藤原は6日、自身のInstagramを更新。「前編」と題した投稿で「天に旅立った父は、絵に描いたような昭和の頑固おやじでした」と書き出し、幼少期の弟、父と撮影した思い出の写真を公開した。
兵庫県西宮市出身の藤原は1991年に第24回ミス日本コンテストで優勝。「母が応募したことをきっかけに、大学在学中にミス日本グランプリを受賞した私にスカウトのお話もいただきましたが、父は芸能界入りに猛反対。東京に出るなどとんでもない――父はまったく話を聞いてくれませんでした」と述懐した。
そして、高校卒業後は親和女子大学文学部英文学科進学。それでも芸能界への思いを断ち切れなかった藤原は、「父に『卒業論文を期限内に提出し、単位を一つも落とさず四年で卒業すること』を条件に、東京と兵庫を新幹線で往復しながら、モデルやイメージガールの仕事を続けたいと懇願しました」と学業を修めることを条件に芸能の仕事をスタートさせたという。
そんな学業と仕事を両立させていた1995年に、阪神・淡路大震災が発生。死生観が大きく変化したことを受け、藤原は「父の反対を押し切って上京を決意しました」と東京に拠点を移した。
だが、オーディションに落ち続けるなど、生活は順風満帆ではなかったそうで、「和歌山出身の母が送ってくれたお米と紀州の梅干し。アパートの1階のお好み焼き屋や焼肉屋の匂いをおかずに白いご飯を食べた日々も、今では大切な思い出です」と下積み時代のエピソードもつづった。
そして、女優として成功をつかんだ後も、「父がまだ心から応援してくれていないのでは」という不安を抱えていたという藤原。しかし、「2000年くらい、500人のファンの皆さんと沖縄へ行くJALのイベントに両親を招いた時のこと。飛行機嫌いの父は震えながらも搭乗し、会場ではファンの皆さんに接するたび、『紀香をよろしくお願いします』と頭を下げてくれていたと、後から母に聞きました」と自身が出演するイベントに訪れた時の父の様子も。

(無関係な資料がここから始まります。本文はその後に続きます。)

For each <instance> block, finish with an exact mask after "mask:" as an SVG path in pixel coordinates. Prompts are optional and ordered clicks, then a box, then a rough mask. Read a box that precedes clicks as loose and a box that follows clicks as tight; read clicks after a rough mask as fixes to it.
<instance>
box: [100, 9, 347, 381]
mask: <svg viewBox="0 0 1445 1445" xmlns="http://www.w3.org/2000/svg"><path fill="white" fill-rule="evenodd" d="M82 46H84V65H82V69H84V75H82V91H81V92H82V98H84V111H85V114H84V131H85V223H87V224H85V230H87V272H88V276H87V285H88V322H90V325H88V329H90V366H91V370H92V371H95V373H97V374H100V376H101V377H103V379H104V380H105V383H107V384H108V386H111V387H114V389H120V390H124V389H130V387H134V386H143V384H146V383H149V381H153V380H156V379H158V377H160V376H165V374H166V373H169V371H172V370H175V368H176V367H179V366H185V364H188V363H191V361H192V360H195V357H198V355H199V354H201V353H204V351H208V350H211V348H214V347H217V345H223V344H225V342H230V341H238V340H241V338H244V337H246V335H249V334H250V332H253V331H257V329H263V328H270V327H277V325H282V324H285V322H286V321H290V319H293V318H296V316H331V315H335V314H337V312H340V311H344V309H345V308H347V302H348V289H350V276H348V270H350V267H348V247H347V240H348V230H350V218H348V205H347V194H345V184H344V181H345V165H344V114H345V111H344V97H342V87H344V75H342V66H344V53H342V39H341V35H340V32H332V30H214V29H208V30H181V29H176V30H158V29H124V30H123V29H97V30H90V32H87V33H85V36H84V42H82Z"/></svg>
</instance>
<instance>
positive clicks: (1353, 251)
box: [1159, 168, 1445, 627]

在りし日の姿を思い浮かべ、「『500人の皆さんと一緒にジャンボに乗る会なんて、なかなか無いらしいぞ~』と、誇らしそうに話す父の笑顔は、今も心に焼き付いています」と記した。
「後編」と題した投稿では、大学時代の藤原と父の2ショットや満州へ旅立った祖父母の写真を公開。「父方の祖父母は、未来を切り拓こうという夢と希望を胸に、新婚で、和歌山から満州へ 開拓団として渡り、そこで父が誕生しました」と父のルーツにも触れていた。
ファンからは「不器用な愛に泣ける」「お父様とってもハンサム」「子供の頃から脚の長さが規格外」「素敵なパパ」「そんな苦労があったんですね」「愛情深さが伝わる」など、11日までに170件以上のコメント、7万件以上の“いいね”が寄せられている。